The late English golf writer Peter Dobereiner titled one of his books “The Game with the Hole in it.” Well that wasn’t the case yesterday in the Thursday competition at Bryanston Country Club. The holes in the greens were hidden from view by a raised plastic liner, and it was no longer a condition of play to hole out. All you needed to do to complete a hole was ensure that your golf ball touched the liner.

It certainly makes scoring simpler. I watched a golfer attempt a long putt on one green. The ball was travelling quickly and would have gone a few metres past the hole, but fortuitously it clipped the edge of the liner and his playing partners delightedly praised him for holing out for a par!
I can see that club professionals are quickly going to be cancelling the “Two-Club” if this becomes the norm. We’re going to see remarkable betterball and alliance scores in competitions. As for handicaps, golfers who putt accurately should be careful about posting too many low scores. They will be hurt when we return to normal.
Some golf clubs are insisting that the holes remain but the flagsticks are not removed. Yet golfers will be touching the base of the flagstick in order to remove their golf balls.
Golfers might think they are in a state of nirvana right now. Several Gauteng clubs have removed rakes from bunkers, in case they are contaminated, so golfers are no longer required to clean up after tramping around in the sand. Spare caddies have been commissioned to rove around the course with a rake in hand, looking for work.
The duties of caddies have been much reduced, whereupon golfers might ask what is the point of having one. Some clubs are insisting that players provide the caddies with a pull cart, and they are not allowed to handle a player’s clubs. And they don’t have to rake bunkers. One club told its members that caddies may not even make contact with a player’s sandbag, towel or even the golf ball! All the caddie therefore has to do is pull the bag around and let the player do all the work.
The one-tee start recommendation is designed to make golf less social on traditional competition days. Shotgun starts are forbidden. We cannot have all those golfers finishing their rounds at the same time and massing around the clubhouse. However, they are really only a favourite of corporate golf days, and these outings are being cancelled left, right and centre.

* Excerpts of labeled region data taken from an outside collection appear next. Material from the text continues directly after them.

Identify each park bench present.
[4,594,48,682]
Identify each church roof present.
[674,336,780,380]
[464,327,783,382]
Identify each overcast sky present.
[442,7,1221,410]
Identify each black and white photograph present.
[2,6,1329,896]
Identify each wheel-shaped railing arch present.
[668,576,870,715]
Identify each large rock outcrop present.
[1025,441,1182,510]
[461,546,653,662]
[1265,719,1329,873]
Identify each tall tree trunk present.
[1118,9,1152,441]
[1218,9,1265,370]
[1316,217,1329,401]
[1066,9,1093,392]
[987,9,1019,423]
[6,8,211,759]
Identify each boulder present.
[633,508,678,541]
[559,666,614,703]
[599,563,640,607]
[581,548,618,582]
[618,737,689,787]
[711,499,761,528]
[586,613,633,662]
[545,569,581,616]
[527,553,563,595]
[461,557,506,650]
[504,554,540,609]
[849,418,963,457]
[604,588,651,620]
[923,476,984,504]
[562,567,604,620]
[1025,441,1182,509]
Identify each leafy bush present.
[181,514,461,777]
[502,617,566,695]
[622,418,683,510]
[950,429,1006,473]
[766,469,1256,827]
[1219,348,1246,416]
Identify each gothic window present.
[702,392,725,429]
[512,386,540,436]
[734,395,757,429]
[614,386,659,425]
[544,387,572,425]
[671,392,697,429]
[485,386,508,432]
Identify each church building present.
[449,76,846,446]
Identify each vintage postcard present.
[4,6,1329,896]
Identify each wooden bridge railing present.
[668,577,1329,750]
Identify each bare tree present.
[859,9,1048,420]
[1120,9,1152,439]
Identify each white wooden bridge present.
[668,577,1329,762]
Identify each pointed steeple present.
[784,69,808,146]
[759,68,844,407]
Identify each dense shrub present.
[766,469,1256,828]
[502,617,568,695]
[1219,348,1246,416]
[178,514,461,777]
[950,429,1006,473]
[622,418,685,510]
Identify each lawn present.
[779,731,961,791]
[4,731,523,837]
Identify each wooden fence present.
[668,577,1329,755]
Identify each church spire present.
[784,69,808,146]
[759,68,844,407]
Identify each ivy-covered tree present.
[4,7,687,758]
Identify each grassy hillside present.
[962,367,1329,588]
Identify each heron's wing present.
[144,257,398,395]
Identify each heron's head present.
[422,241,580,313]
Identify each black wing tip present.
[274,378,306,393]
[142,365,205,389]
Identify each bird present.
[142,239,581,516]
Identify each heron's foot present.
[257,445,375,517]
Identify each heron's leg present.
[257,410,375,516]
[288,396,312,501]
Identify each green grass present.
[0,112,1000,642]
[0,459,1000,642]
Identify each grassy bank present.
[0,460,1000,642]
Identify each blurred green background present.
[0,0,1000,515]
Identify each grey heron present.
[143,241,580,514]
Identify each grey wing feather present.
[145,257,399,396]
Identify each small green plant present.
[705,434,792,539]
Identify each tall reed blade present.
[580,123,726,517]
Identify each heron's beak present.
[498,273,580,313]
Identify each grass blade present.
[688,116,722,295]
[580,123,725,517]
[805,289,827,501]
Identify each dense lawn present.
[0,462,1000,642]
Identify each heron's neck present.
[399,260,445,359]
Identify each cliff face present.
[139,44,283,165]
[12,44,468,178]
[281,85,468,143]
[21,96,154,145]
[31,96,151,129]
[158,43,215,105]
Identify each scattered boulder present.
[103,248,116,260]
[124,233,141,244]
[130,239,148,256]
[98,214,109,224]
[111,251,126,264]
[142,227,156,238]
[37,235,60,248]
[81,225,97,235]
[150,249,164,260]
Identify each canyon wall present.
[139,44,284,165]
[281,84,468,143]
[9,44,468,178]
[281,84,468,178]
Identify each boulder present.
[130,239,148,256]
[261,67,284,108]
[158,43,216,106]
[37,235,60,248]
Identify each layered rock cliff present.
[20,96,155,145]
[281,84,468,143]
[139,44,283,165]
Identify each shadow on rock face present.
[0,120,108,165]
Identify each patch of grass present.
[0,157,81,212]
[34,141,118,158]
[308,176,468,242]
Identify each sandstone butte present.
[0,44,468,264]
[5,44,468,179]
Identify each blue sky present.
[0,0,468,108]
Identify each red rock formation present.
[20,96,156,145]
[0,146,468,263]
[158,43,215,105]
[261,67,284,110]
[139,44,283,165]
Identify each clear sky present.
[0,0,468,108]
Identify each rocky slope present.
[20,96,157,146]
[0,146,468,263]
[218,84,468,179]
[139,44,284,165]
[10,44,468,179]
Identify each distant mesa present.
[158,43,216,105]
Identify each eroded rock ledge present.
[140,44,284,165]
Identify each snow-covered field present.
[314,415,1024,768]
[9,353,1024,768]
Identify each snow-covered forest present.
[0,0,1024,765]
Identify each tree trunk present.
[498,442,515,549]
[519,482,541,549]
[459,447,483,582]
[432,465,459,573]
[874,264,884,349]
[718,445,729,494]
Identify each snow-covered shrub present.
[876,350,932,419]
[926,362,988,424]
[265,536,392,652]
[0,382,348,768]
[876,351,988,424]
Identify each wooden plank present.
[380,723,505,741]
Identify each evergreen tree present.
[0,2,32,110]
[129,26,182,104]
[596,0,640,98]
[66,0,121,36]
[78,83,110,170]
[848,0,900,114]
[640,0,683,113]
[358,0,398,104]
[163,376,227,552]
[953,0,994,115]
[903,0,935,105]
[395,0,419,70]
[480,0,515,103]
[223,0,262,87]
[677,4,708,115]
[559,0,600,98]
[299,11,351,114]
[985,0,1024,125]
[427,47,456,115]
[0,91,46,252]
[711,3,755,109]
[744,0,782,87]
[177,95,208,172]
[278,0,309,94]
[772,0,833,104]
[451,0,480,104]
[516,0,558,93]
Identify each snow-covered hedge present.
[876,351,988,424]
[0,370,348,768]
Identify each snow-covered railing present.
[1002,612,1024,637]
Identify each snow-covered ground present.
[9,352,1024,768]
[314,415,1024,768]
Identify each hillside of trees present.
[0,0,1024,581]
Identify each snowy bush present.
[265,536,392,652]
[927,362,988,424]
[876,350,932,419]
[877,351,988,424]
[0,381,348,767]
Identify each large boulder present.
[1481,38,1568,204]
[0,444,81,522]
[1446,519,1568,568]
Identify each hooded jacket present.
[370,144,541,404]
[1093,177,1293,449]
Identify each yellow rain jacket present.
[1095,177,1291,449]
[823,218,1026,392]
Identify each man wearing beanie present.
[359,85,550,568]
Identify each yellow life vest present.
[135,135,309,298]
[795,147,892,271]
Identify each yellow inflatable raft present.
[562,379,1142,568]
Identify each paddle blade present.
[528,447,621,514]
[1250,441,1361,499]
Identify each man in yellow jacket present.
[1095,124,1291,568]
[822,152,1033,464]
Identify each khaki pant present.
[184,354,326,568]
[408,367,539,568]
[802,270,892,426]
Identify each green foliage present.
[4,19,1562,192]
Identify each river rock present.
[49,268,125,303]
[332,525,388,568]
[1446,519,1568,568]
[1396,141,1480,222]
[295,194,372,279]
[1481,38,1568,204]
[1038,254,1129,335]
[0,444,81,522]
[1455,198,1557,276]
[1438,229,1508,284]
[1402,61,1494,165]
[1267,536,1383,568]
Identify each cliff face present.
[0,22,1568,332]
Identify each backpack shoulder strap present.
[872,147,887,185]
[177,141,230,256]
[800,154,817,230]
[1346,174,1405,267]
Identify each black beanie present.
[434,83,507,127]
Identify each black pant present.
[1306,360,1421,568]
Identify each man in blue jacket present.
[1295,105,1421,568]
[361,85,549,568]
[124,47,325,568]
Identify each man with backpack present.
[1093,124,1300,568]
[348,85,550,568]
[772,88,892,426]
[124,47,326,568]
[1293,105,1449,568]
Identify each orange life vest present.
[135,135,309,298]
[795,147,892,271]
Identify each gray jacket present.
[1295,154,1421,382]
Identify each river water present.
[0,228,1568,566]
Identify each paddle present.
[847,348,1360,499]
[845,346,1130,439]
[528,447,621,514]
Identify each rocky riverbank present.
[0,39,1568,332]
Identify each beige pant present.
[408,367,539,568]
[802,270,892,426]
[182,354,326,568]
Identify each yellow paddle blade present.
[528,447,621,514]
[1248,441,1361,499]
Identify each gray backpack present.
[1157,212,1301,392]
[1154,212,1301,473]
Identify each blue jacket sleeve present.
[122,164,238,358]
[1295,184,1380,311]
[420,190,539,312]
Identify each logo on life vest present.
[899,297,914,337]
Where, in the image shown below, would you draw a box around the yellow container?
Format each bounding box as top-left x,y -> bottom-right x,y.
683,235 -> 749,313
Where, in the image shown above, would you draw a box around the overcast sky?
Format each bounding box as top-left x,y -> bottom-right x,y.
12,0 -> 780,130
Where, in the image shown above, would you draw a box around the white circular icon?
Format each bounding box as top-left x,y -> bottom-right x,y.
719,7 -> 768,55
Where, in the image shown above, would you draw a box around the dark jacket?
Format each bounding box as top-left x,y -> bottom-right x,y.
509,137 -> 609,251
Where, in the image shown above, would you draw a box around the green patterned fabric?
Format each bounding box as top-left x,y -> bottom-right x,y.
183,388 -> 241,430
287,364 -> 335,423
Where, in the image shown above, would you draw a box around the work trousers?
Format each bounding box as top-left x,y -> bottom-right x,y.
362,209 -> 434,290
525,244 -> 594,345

The one-tee start means there will be no more distinct morning and afternoon fields, with their traditional two-tee starts. Golfers were identified by their preferences: “Yes, he’s strictly a morning golfer.” Morning and afternoon golfers often didn’t even know they were members of the same club. Now they will bump into each other more often. Members will find themselves starting a round at 10am, which means they can’t do much in the morning before the round, and half the afternoon is gone before they are finished. Without any sport to watch on TV though, who cares?